Além da redução de 34% no risco de recorrência do câncer de mama, as mulheres no grupo de letrozol estendido tiveram incidência menor de câncer na mama contralateral em relação ao grupo placebo (0,21% vs. 0,49%), indicando um efeito de prevenção.
 
Em cinco anos de acompanhamento, 95% das mulheres que receberam letrozol e 91% das que receberam placebo foram diagnosticadas com câncer de mama. A sobrevida global em cinco anos foi de 93% para as mulheres que receberam placebo e de 94% no grupo tratado com letrozol.
 
Dos 1.918 participantes do estudo, 1.428 completaram avaliações de qualidade de vida (QV). Os relatórios de QV foram repetidos em 12, 24, 36, 48 e 60 meses. 
 
Os dados de qualidade de vida mostram que não houve diferenças significativas nos parâmetros avaliados entre as mulheres que tomaram letrozol por cinco anos e aquelas que receberam placebo. No entanto, pacientes randomizados para letrozol relataram sintomas vasomotores piores (12 meses p = 0,02, 36 meses p = 0,03) e pior funcionamento sexual (12 meses p = 0,01, 36 meses p = 0,01). Os dados de 60 meses ainda serão apresentados.

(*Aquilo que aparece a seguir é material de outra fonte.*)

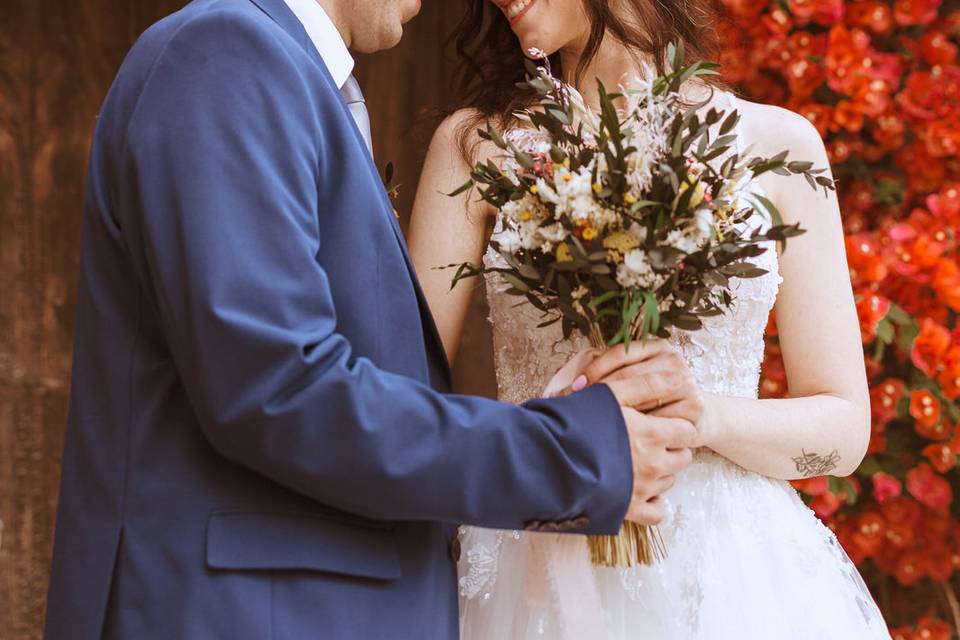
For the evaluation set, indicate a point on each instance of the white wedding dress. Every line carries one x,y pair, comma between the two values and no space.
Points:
746,559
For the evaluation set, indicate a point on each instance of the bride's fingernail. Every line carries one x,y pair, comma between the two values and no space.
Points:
579,384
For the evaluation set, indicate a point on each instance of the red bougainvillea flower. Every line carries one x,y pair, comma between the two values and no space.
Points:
888,130
946,283
941,456
900,535
942,137
846,51
848,116
930,347
825,12
884,398
936,48
873,16
865,259
826,504
903,511
885,487
928,487
933,629
923,171
915,12
949,378
869,533
945,205
920,95
909,568
939,562
925,409
871,309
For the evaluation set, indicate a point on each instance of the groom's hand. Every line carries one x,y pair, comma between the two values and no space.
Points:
647,377
660,450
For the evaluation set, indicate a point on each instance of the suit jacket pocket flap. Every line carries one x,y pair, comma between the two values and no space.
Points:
283,541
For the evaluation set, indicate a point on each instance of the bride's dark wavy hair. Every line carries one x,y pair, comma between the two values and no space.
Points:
490,60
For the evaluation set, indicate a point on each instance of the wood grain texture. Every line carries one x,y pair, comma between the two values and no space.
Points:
57,60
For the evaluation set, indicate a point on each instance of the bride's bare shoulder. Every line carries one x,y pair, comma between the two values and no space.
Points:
456,137
772,129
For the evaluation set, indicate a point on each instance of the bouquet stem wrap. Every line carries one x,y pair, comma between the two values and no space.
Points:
636,544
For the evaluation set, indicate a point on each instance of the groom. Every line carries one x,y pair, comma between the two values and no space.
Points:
261,442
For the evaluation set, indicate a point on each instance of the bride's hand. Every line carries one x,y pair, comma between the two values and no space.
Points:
652,378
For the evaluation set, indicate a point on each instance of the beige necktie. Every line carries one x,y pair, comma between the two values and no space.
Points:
358,109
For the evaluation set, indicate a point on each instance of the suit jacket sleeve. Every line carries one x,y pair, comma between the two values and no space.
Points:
221,157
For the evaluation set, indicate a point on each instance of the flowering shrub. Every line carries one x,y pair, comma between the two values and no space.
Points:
881,82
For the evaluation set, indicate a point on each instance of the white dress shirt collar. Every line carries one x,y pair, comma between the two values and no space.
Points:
325,37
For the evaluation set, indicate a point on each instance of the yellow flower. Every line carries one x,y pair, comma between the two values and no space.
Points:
622,241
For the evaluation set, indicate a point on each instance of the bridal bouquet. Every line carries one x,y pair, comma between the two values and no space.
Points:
620,225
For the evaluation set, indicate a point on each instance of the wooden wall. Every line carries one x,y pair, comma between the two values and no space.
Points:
57,58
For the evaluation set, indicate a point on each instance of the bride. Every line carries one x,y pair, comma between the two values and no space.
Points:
745,558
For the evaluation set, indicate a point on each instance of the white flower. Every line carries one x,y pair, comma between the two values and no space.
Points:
509,241
637,272
678,240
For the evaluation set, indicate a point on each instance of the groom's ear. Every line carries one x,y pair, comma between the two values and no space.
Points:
374,25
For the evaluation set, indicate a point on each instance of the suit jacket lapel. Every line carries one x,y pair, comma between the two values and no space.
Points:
280,13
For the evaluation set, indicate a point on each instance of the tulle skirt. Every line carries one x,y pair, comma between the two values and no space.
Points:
746,560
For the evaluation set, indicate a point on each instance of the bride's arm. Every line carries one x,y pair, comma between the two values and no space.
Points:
446,230
823,427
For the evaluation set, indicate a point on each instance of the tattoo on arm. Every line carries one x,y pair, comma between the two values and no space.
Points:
813,464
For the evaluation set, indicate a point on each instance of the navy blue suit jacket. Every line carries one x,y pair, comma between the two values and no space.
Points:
262,442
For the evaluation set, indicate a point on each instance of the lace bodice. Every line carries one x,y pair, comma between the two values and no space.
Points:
746,559
725,356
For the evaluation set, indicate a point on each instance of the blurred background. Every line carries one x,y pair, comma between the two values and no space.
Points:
880,80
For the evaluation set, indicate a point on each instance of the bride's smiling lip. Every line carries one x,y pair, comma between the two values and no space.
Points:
515,9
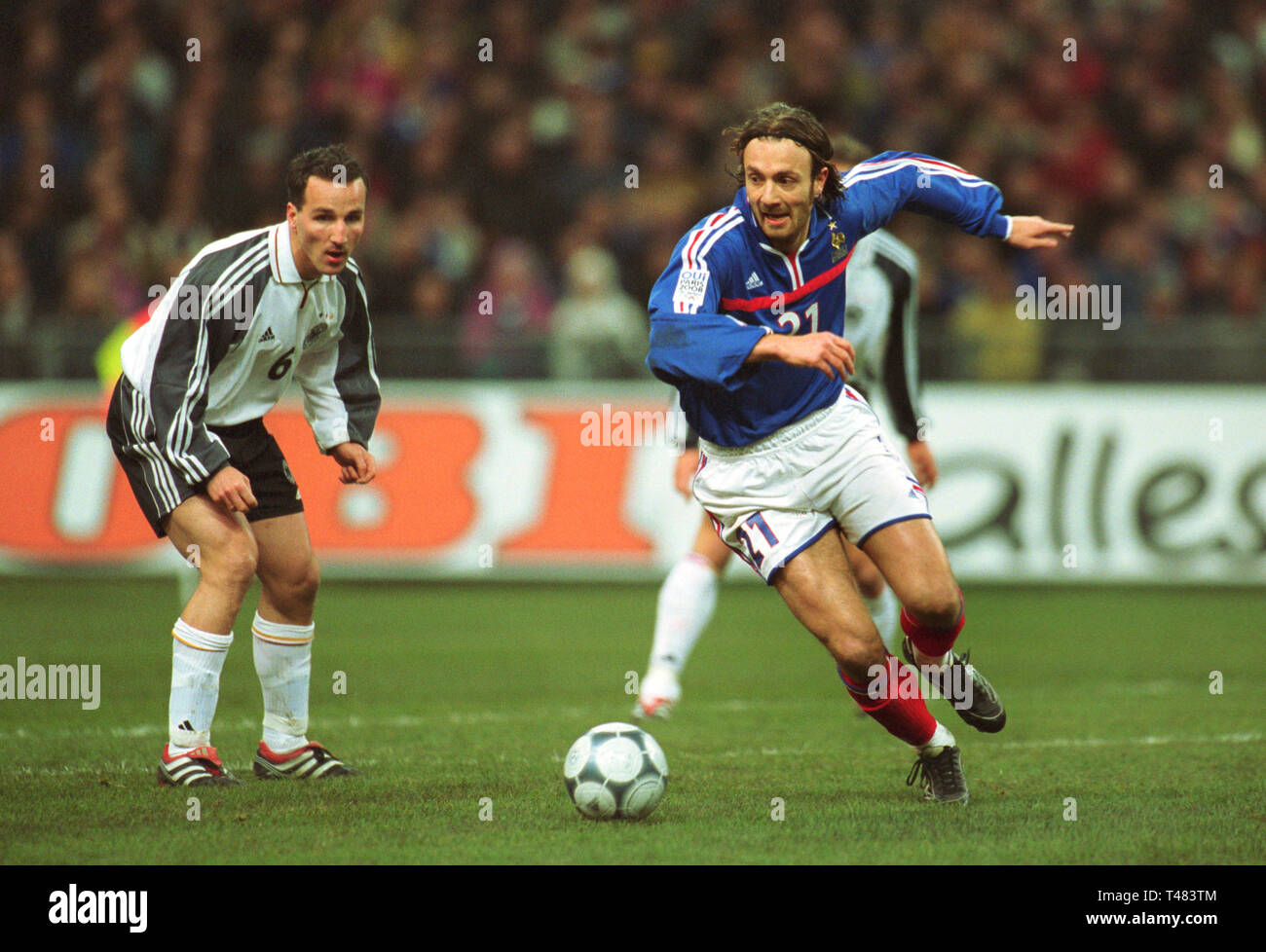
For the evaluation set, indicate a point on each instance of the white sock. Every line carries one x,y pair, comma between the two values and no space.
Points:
886,613
283,662
687,602
941,738
197,660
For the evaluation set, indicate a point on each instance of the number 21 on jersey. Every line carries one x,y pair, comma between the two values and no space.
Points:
793,321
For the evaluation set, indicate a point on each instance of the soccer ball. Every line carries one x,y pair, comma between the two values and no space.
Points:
615,771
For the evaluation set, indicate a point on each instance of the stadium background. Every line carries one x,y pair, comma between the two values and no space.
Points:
1140,447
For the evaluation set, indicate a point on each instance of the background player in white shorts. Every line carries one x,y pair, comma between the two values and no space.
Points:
761,375
248,314
880,323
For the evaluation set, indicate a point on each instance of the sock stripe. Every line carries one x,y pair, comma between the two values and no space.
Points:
202,641
279,639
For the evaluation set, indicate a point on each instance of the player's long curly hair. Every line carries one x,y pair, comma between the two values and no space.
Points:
781,121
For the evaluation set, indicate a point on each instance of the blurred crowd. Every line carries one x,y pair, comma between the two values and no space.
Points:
533,164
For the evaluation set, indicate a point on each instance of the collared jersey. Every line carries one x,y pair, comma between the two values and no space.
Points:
726,287
233,331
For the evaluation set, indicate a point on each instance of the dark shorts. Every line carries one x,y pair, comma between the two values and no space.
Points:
160,487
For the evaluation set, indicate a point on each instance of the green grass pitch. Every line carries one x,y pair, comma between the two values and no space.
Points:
463,699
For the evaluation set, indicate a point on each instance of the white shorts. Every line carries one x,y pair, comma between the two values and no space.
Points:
773,497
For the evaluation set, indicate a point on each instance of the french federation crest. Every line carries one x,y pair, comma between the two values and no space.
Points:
838,245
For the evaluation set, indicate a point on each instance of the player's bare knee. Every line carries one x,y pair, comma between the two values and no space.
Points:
856,651
231,560
307,585
936,607
870,582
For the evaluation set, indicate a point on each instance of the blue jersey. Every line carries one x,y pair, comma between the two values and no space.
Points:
726,287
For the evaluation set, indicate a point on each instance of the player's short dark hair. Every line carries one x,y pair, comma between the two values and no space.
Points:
781,121
328,164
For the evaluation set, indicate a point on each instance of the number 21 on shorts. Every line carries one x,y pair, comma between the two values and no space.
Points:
763,540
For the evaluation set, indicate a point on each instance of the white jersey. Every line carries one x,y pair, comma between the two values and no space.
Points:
227,338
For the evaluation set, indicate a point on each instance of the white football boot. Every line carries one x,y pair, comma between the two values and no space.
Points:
659,693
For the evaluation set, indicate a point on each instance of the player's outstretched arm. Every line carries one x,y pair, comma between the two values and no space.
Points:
355,461
824,350
1036,232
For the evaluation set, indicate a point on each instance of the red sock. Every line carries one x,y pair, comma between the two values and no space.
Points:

“Essa foi a primeira vez que se mostrou essa redução de risco de recorrência com um inibidor de aromatase, e esses resultados confirmam os dados dos estudos ATLAS e aTTom. Embora o estudo tenha mostrado boa tolerância, isto decorre, em boa parte, da seleção de pacientes, diz o oncologista Antonio Carlos Buzaid (foto), chefe-geral do Centro Oncológico Antônio Ermírio de Moraes, da Beneficência Portuguesa de São Paulo, e membro do comitê gestor do Centro de Oncologia e Hematologia Dayan-Daycoval, do Hospital Israelita Albert Einstein. O especialista acrescenta que não há dados de sobrevida global, e a redução do risco é semelhante ao risco do tamoxifeno. "Na minha opinião a grande indicação de continuar com IA por 10 anos é para pacientes na pós-menopausa com risco alto ou intermediário. Em pacientes de baixo risco cinco anos é suficiente, porque a magnitude da redução da recorrência após esse período é muito pequena", observa. 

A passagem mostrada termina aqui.